You can buy a luggage tag almost anywhere. What you strangely can’t buy very many places is a high quality and tasteful luggage tag. It’s honestly a bit of a paradox. Most small consumer goods in this country are so cheap in both price and make that anyone looking for something well made has to spend an absurd amount of time looking for something that will last longer than a few rungs through the carousel of destruction at the hands of your friend airline baggage handler.
There are actually a lot of synthetic/plastic options out that there that seem decent enough, but I don’t want to put something too tech on my luggage (personal preference maybe). Additionally, there are quite a few companies that make good luggage tags from nice leather, but the problem I always seem to encounter is often that they use cheap hardware. A shitty clasp is a deal-breaker for me, I want something solid that is going to last for at least two decades and I am willing to pay for it. Enter the Tanner Goods luggage tags and my hunt may be over.
Tanner Goods sells luggage tags in a variety of colors of (pictured above and below) that are made from top quality Horween Chromexcel and a solid brass clasp and closure. The design is simple and the construction is nice, it’s everything I want to buy. As an added bonus, they offer it in a natural leather that is going to look amazing in a few years of use. The only thing I don’t really love is the exterior branding on the back side. I know why this is there and I don’t totally fault Tanner Goods for it, but if I’m going to pay the money, I’d like it to be free from branding. That said, I’m sure if you called them and asked for a tag sans logo they would happily oblige.

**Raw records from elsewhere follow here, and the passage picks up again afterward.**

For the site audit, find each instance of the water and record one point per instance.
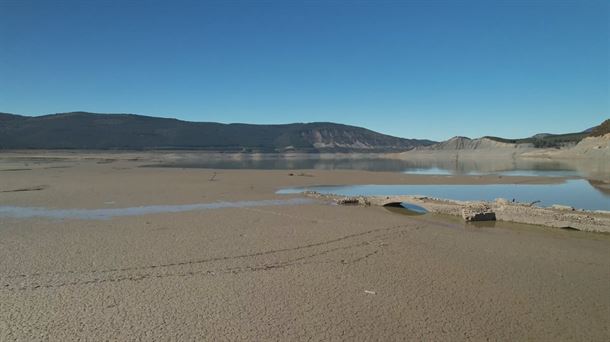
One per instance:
(425, 166)
(577, 193)
(107, 213)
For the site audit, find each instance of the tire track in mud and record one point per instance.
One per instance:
(240, 264)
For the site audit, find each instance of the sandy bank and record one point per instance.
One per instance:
(292, 272)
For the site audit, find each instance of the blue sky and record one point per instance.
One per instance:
(417, 69)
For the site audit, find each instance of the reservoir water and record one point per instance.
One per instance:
(577, 193)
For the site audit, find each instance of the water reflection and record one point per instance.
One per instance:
(599, 170)
(576, 193)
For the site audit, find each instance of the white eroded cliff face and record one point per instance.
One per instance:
(464, 143)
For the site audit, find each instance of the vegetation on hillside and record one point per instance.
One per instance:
(600, 130)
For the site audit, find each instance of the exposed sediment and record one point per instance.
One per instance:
(504, 210)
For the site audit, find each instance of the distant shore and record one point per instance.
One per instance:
(277, 271)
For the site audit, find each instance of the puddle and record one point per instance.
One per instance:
(103, 214)
(405, 208)
(577, 193)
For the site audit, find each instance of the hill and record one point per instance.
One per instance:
(82, 130)
(601, 130)
(541, 140)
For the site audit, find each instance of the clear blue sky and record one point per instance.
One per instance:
(421, 69)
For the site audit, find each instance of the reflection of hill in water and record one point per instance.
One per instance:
(596, 170)
(603, 187)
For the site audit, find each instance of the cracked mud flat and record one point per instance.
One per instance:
(296, 272)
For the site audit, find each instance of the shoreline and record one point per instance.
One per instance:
(278, 272)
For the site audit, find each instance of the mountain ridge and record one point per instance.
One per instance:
(85, 130)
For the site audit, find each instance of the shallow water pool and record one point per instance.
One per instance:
(577, 193)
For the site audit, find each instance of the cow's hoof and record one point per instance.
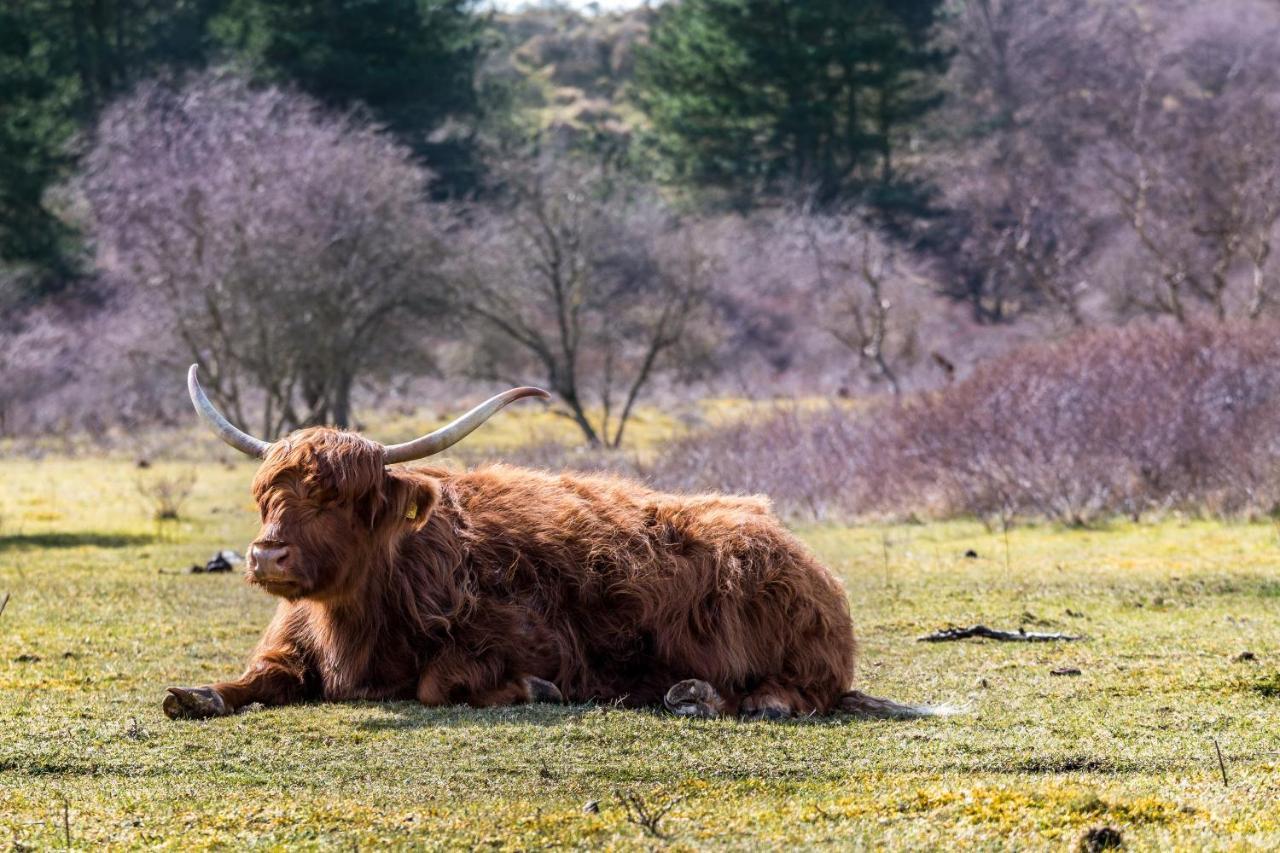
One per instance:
(543, 690)
(193, 703)
(694, 698)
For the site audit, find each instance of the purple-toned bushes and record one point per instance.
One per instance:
(1133, 420)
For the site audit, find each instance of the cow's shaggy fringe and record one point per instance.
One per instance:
(1121, 422)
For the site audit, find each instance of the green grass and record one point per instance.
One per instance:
(95, 632)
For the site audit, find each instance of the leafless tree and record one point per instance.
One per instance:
(1022, 231)
(287, 250)
(862, 287)
(1194, 168)
(589, 277)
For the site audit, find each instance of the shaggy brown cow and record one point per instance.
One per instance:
(503, 585)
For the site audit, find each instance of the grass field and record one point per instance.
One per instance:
(95, 632)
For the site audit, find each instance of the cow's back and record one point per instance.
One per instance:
(644, 588)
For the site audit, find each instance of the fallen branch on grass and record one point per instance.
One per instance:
(1020, 635)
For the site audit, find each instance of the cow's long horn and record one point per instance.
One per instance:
(453, 433)
(241, 441)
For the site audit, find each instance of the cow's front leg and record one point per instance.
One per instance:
(277, 675)
(264, 683)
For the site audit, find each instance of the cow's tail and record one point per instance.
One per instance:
(868, 706)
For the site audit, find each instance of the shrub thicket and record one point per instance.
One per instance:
(1133, 420)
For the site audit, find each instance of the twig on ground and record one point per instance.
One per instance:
(950, 634)
(643, 815)
(1221, 765)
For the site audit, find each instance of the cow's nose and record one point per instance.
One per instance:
(269, 559)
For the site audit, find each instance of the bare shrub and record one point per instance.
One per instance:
(588, 278)
(167, 493)
(647, 815)
(291, 251)
(1147, 418)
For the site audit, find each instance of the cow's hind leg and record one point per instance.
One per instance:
(694, 698)
(771, 701)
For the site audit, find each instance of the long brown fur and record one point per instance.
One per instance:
(606, 588)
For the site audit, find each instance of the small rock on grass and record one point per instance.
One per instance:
(1100, 838)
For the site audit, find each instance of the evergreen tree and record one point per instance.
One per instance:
(776, 95)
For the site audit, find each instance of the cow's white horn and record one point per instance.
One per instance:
(453, 433)
(241, 441)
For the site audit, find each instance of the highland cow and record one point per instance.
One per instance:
(503, 585)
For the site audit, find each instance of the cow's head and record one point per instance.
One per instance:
(329, 498)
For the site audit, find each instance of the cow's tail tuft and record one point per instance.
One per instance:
(868, 706)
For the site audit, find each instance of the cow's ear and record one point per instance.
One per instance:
(410, 497)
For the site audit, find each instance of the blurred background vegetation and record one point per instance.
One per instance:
(836, 219)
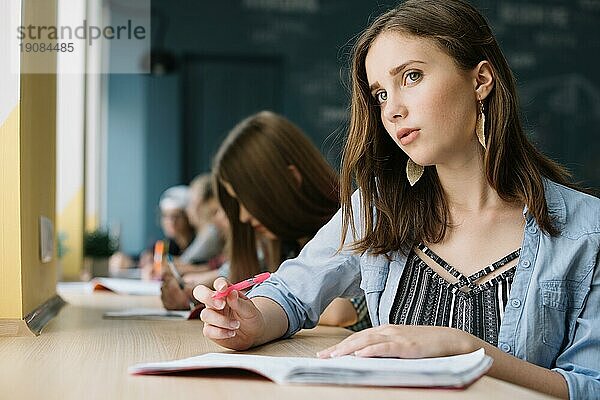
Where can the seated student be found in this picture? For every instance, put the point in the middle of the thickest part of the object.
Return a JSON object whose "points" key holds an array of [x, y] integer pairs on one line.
{"points": [[209, 241], [175, 298], [277, 190], [175, 226], [461, 234]]}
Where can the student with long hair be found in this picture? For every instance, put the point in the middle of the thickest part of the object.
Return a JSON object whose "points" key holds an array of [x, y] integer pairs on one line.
{"points": [[461, 234], [277, 191]]}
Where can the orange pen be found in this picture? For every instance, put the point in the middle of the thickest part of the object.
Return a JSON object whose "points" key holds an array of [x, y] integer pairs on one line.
{"points": [[159, 249]]}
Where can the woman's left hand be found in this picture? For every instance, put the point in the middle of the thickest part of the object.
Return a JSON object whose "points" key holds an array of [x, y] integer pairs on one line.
{"points": [[404, 341]]}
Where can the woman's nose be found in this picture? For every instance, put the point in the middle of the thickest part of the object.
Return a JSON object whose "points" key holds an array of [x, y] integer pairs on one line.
{"points": [[394, 108], [245, 216]]}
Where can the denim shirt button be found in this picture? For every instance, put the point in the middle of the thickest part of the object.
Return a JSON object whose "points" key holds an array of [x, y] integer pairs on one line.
{"points": [[504, 347]]}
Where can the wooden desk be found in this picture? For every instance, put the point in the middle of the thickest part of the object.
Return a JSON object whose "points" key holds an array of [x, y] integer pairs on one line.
{"points": [[79, 355]]}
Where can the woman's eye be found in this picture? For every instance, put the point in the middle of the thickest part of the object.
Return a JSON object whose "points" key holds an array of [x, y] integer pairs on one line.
{"points": [[412, 77], [381, 96]]}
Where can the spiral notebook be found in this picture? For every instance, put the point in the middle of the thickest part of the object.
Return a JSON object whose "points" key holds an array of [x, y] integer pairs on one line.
{"points": [[442, 372]]}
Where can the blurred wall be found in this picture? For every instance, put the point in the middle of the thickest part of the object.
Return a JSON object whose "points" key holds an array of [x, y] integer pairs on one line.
{"points": [[164, 129]]}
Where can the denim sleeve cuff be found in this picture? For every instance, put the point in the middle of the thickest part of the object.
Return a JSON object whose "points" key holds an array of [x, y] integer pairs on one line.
{"points": [[270, 292], [580, 386]]}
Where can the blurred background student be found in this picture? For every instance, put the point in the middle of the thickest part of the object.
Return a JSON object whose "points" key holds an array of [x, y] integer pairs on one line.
{"points": [[176, 228], [277, 191], [206, 248]]}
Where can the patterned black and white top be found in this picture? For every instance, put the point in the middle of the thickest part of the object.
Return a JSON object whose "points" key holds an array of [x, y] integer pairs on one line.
{"points": [[425, 298]]}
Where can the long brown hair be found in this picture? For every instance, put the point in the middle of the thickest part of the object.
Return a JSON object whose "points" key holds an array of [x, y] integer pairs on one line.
{"points": [[404, 214], [254, 159]]}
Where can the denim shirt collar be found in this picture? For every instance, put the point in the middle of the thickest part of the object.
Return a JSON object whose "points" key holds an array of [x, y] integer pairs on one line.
{"points": [[555, 203]]}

There’s other companies out there that are also turning quality stuff, Ettinger is one of them. I picked up a collaboration luggage tag that they made for Monocle Magazine and have been quite pleased with it. Made from nice leather and it feels solid. It’s a different thing than what Tanner Goods does, but still pretty good. The gents from Billykirk also makes a great option that has a bit more design to it than the Tanner Goods offerings – some are into that sort of thing and some like the simplicity that Tanner Goods offers. It’s worth pointing out that almost every Billykirk bag comes with a luggage tag, which is a really nice touch.

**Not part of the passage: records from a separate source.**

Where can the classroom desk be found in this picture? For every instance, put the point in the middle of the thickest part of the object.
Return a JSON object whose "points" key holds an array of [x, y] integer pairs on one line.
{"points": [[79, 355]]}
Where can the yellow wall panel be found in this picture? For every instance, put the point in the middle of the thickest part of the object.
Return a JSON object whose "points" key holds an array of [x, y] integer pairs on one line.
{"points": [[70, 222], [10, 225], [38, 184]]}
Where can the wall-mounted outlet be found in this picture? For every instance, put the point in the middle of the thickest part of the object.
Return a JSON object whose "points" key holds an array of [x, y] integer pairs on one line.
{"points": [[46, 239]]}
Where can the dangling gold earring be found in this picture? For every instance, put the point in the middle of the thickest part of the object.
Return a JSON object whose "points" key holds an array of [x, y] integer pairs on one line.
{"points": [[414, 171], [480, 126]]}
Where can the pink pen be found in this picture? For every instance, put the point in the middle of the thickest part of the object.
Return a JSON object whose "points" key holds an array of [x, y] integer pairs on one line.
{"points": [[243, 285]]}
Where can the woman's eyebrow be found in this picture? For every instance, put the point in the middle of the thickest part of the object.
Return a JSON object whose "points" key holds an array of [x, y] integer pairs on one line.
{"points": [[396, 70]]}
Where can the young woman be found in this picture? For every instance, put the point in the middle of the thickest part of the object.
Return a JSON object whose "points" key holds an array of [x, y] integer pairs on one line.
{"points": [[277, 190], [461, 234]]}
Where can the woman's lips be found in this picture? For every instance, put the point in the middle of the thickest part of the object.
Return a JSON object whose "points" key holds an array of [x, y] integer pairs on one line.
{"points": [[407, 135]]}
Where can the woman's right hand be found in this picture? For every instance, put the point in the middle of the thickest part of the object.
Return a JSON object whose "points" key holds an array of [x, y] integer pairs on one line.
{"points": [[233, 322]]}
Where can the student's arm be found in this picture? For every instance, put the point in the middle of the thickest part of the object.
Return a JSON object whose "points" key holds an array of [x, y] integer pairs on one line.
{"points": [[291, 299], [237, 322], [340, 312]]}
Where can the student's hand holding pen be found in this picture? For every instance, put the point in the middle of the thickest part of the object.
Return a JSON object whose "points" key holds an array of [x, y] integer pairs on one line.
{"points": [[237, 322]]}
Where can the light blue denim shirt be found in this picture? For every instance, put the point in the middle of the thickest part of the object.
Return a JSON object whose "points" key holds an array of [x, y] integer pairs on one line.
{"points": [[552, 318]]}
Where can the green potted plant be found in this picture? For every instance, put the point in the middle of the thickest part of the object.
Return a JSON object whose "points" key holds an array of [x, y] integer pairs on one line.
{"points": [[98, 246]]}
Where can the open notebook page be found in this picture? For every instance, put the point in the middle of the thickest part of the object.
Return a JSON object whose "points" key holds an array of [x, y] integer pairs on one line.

After a long hunt and far too much thought on this subject, I put forward the Tanner Goods luggage tag as best in class. May you never lose your bag and have to use it.
Comments on “The Hunt | Luggage Tags”
I have a alot of Tanner stuff… this one looks great. I think Filson makes a good tag too… but it didn’t come with a card to shove in there and I used something in a pinch that is still there and looks pretty bad. I like this post though, I agree – hard to find.
What about Filsons luggage tag? They look rather sturdy?
[X] Love it atmo –
Those look quite nice. I have a couple of Apolis luggage tags that have traveled the country several times and keep getting better. Their hardware and leather and ready to battle the baggage handler and remain looking sharp.